Bernie Sanders could hurt the US economy with this executive order
Editorial, The Washington Post Read Article

A Washington Post editorial scrutinises the list of possible executive actions put out by potential Democratic presidential nominee Bernie Sanders. It picks out one that “would simultaneously harm the US economy and help the dictatorships of Russia, Saudi Arabia and Venezuela”. This is “his reported plan to declare climate change a national emergency and, using that as legal authority, reinstate the ban on US crude oil exports that Congress and President Barack Obama lifted on a bipartisan basis at the end of 2015.” The ban was adopted in the mid-1970s to combat the “firm control of world oil markets” that Opec held, says the Post, but “in today’s world…Opec has been weakened by its own divisions and by the emergence of the US as the world’s largest producer. Much US crude is ill-suited, chemically, for US refineries but works well abroad; eliminating exports, now approaching three million barrels per day, would eliminate these efficiency benefits. It would also cost billions of dollars; crude oil sales abroad earned $65.3bn in 2019”. The editorial argues that “banning exports is not the way to combat climate change. Other oil suppliers would immediately rush to fill the void – among them the aforementioned Russian, Saudi and Venezuelan state companies, whose revenues fund repression, foreign intervention and bureaucracy”. Instead, the Post says, “the next administration should work urgently to promote a transition to a non-fossil-fuel future – most saliently, by working with Congress to put a rising price on carbon fuels”.

Science.

Satellite‐based estimates reveal widespread forest degradation in the Amazon
Global Change Biology Read Article

Forest disturbances cause ecological damage and carbon emissions, and occur in the Amazon in the form of deforestation, degradation from the extraction of forest resources and destruction from natural events. The crucial role of the Amazon rainforest in the hydrologic cycle has even led to the speculation of a disturbance ‘tipping point’ leading to a collapse of the tropical ecosystem. This study uses Landsat data to map deforestation, degradation and natural disturbance in the Amazon from 1995 to 2017. It finds that degradation and natural disturbance, largely during periods of severe drought, have affected as much of the forest area in the Amazon as deforestation from 1995 to 2017. Consequently, an estimated 17% of the original forest area has been disturbed as of 2017. Their results suggest that the area of disturbed forest in the Amazon is 44‐60% more than previously realised, indicating an unaccounted for source of carbon emissions and pervasive damage to forest ecosystems.
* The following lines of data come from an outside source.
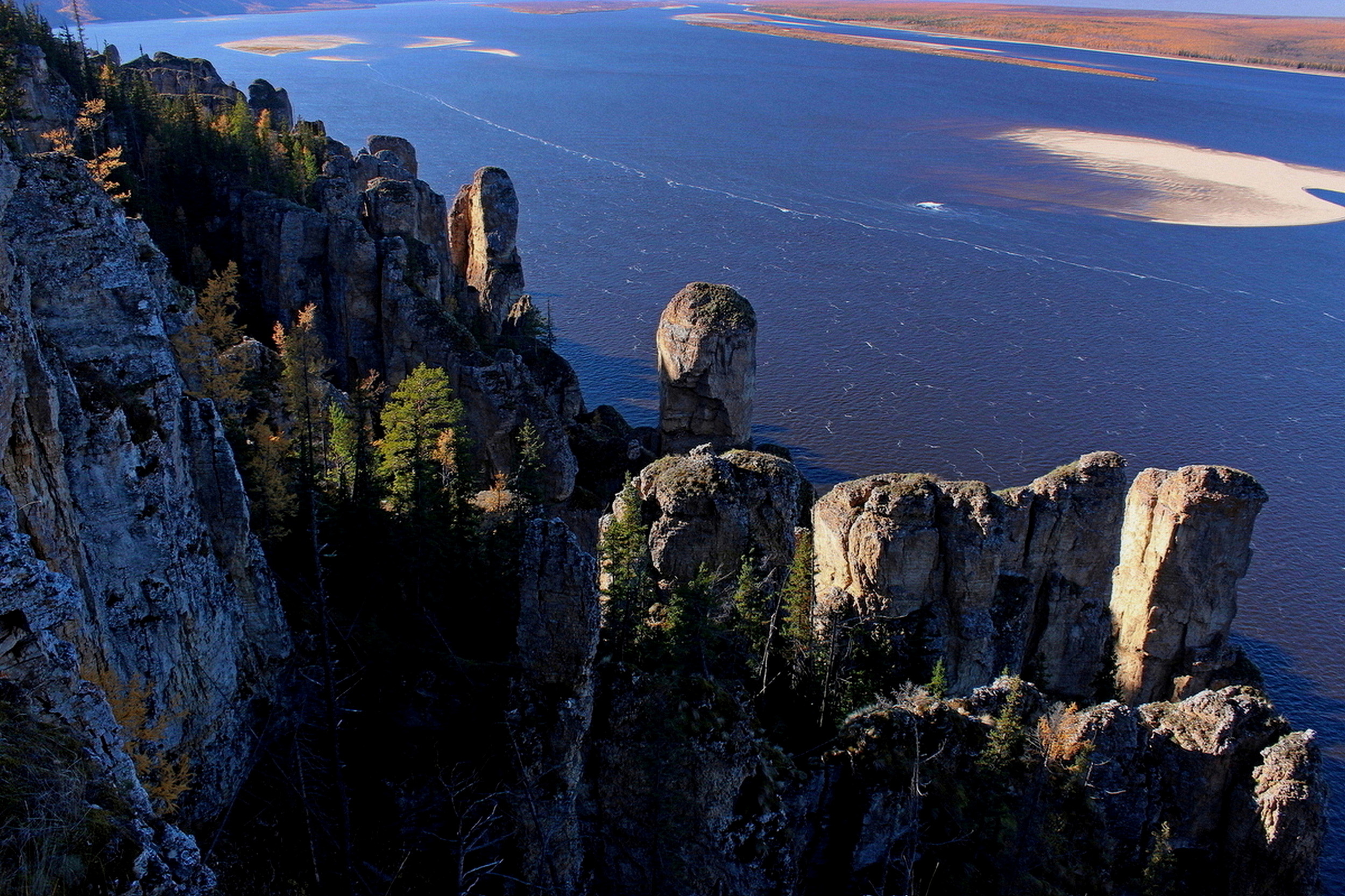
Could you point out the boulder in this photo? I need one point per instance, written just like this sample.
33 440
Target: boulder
714 510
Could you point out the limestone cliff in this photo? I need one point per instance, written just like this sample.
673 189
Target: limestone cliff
124 483
377 260
711 511
738 735
1017 579
1185 544
706 360
483 232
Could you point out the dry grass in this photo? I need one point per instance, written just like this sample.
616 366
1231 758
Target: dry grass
1274 41
759 26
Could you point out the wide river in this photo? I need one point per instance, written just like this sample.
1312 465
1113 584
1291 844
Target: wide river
959 267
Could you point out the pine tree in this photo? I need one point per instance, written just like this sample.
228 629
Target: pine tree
306 395
529 477
203 346
420 451
627 578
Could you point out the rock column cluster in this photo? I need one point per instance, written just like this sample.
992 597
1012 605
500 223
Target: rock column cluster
997 579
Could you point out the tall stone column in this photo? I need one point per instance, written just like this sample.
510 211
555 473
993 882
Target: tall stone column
706 344
483 226
1184 545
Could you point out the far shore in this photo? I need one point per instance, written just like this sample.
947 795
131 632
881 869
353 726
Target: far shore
856 23
749 25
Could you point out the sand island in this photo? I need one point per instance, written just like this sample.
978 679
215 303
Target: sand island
289 44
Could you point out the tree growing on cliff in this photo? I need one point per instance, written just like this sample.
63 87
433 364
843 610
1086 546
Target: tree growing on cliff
419 457
202 347
306 395
627 578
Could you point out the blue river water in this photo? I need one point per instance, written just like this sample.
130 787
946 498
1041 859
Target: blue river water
931 296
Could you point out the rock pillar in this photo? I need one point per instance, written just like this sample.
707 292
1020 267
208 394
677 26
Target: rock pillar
1184 545
706 344
483 226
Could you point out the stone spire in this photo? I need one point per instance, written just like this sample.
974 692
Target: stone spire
706 344
483 226
1184 545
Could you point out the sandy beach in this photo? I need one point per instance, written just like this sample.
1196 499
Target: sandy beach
755 25
289 44
1039 44
1184 184
436 42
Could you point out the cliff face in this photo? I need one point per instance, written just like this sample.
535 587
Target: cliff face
378 263
1009 580
1185 544
738 736
123 482
711 511
706 344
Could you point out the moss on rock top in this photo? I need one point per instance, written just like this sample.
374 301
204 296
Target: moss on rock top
717 306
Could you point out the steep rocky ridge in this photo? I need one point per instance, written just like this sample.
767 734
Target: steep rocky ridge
124 483
1185 544
706 360
1015 580
711 511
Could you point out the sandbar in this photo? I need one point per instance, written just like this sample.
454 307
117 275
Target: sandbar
1184 184
289 44
755 25
436 42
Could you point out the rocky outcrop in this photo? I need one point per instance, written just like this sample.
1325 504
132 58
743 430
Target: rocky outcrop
1185 544
264 97
124 483
1239 794
401 151
712 511
377 261
41 679
483 233
706 360
553 700
179 77
1217 782
47 103
498 399
1016 579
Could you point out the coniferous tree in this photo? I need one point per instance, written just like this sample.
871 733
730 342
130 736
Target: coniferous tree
420 451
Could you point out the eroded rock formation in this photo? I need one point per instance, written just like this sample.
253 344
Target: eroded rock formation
125 483
1185 544
706 358
553 700
178 77
273 101
712 511
485 228
997 580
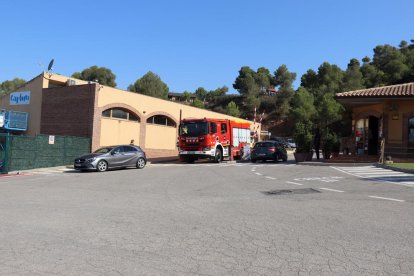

Algal lipids reveal unprecedented warming rates in alpine areas of SW Europe during the industrial period
Climate of the Past Read Article

Alpine ecosystems of the southern Iberian Peninsula are among the most vulnerable and the first to respond to modern climate change in southwestern Europe. While major environmental shifts have occurred over the past 1,500 years in these alpine ecosystems, only changes in the recent centuries have led to abrupt environmental responses. This study created an algal lipid-derived temperature proxy, extending alpine temperature reconstructions to 1500 years before present. The results highlight the enhanced effect of greenhouse gases on alpine temperatures during the last 200 years and the long-term modulating role of solar forcing. The warming rate during the 20th century was double that of the last stages of the Little Ice Age. As a consequence, temperature exceeded the preindustrial record in the 1950s, and it has been one of the major forcing processes of the recent enhanced change in these alpine ecosystems from southern Iberia since then.